After putting the Pegasus Trail 4 through the paces, testers found no issues with durability. This includes hard surfaces, trail running, and every combination of the two. The upper and outsole are in it for the long haul with you.
The brand also added a toe bumper to these shoes to help avoid stubbing toes or ripping the material on rocks, roots, or whatever might pop up on the trail.
The only note of caution is that if used primarily as a road shoe, you’ll expect to see the lugs wear down much faster than if primarily used as a trail running shoe.
Whether you’re an avid runner or a beginner, the Nike Pegasus Trail 4 is a great shoe. Its key features are a luxurious feel, heel padding, proper lockdown, flexibility, and better performance on slightly rocky terrain.
As long as you’re not getting too crazy with rugged terrain, have a wide foot, or want a lower drop, this Nike Pegasus will do the trick. It’s available at a reasonable price ($140) for a shoe that does so much.

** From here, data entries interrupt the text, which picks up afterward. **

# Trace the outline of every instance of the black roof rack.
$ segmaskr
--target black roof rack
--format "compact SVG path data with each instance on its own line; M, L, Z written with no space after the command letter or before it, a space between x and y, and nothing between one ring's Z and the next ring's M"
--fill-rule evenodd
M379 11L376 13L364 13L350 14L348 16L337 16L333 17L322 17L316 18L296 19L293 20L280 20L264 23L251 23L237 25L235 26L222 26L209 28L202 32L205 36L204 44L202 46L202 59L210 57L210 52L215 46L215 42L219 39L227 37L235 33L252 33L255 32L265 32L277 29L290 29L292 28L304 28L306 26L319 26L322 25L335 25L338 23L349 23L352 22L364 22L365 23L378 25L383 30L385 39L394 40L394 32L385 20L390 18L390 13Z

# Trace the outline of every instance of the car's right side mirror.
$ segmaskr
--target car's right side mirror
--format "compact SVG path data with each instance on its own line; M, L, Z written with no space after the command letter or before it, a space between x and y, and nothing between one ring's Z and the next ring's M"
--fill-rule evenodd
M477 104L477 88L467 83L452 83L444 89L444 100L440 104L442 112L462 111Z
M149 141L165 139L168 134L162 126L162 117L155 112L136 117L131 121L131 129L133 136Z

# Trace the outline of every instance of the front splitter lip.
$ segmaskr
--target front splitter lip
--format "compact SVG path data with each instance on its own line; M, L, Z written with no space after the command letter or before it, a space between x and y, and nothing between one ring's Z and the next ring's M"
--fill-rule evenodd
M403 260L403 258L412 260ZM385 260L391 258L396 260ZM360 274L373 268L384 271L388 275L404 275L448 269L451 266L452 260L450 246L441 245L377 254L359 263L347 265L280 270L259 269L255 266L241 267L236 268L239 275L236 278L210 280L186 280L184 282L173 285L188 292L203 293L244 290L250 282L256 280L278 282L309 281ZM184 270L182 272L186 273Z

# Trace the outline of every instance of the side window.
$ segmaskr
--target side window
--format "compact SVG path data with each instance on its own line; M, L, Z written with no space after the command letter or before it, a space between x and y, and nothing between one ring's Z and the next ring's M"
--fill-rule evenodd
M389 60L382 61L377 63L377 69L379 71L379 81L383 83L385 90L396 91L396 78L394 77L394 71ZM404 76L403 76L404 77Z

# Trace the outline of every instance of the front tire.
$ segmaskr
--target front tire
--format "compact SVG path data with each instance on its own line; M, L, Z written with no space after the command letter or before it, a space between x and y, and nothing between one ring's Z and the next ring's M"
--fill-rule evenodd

If you’re traveling and can only pack one pair of shoes, you can do much worse than the Nike Pegasus Trail 4. It is the perfect hybrid for all-around uses like hiking, trail running, running on roads, or having other various adventures.
|Heel stack height||36 m|
|Forefoot height||26 mm|
|Weight (men)||10.2 oz/289 g|
|Weight (women)||9.4 oz/267 g|
|Upper||Engineered mesh, Pull tab, Flywire, Extra Skin overlay|
|Distance||Mid, long, marathon|
Comparisons – Nike Pegasus Trail 4 vs.:
Nike Pegasus Trail 3
If you have a pair of the Peg Trail 3, it’s most likely time to upgrade to the Peg Trail 4. The benefits of the Pegasus Trail 3 are comfort and versatility. The drawbacks are the weight and questionable grip.
The Nike Pegasus Trail 4 is just as comfortable and versatile as the 3 but in a lighter package. The updated upper also offers more support with a much better grip.
Running on hills, loose dirt, and wet surfaces was a scary suggestion in the Pegasus Trail 3 but not as daunting in the Pegasus Trail 4 with the new rubber and lugs.
Frequently Asked Questions (FAQs)
This shoe fits true to size. While it is roomier than some Nike shoes, it is still not the best choice for someone with wide feet.
Yes! The combination of comfortable but supportive Nike react foam, breathable upper, and durable outsole can handle the rigors of an ultramarathon.
As discussed, the Pegasus Trail 4 is an exceptional hybrid shoe. For extra technical trails, challenging terrain, or loose or wet trails, Nike offers the Nike Air Zoom Terra Kiger 8. The Terra Kiger is more suitable as a dedicated trail running shoe.
Yes, the Nike Trail 4 is a hybrid in more ways than one. In addition to being great for running, it also doubles as an above-average fast-hiking shoe.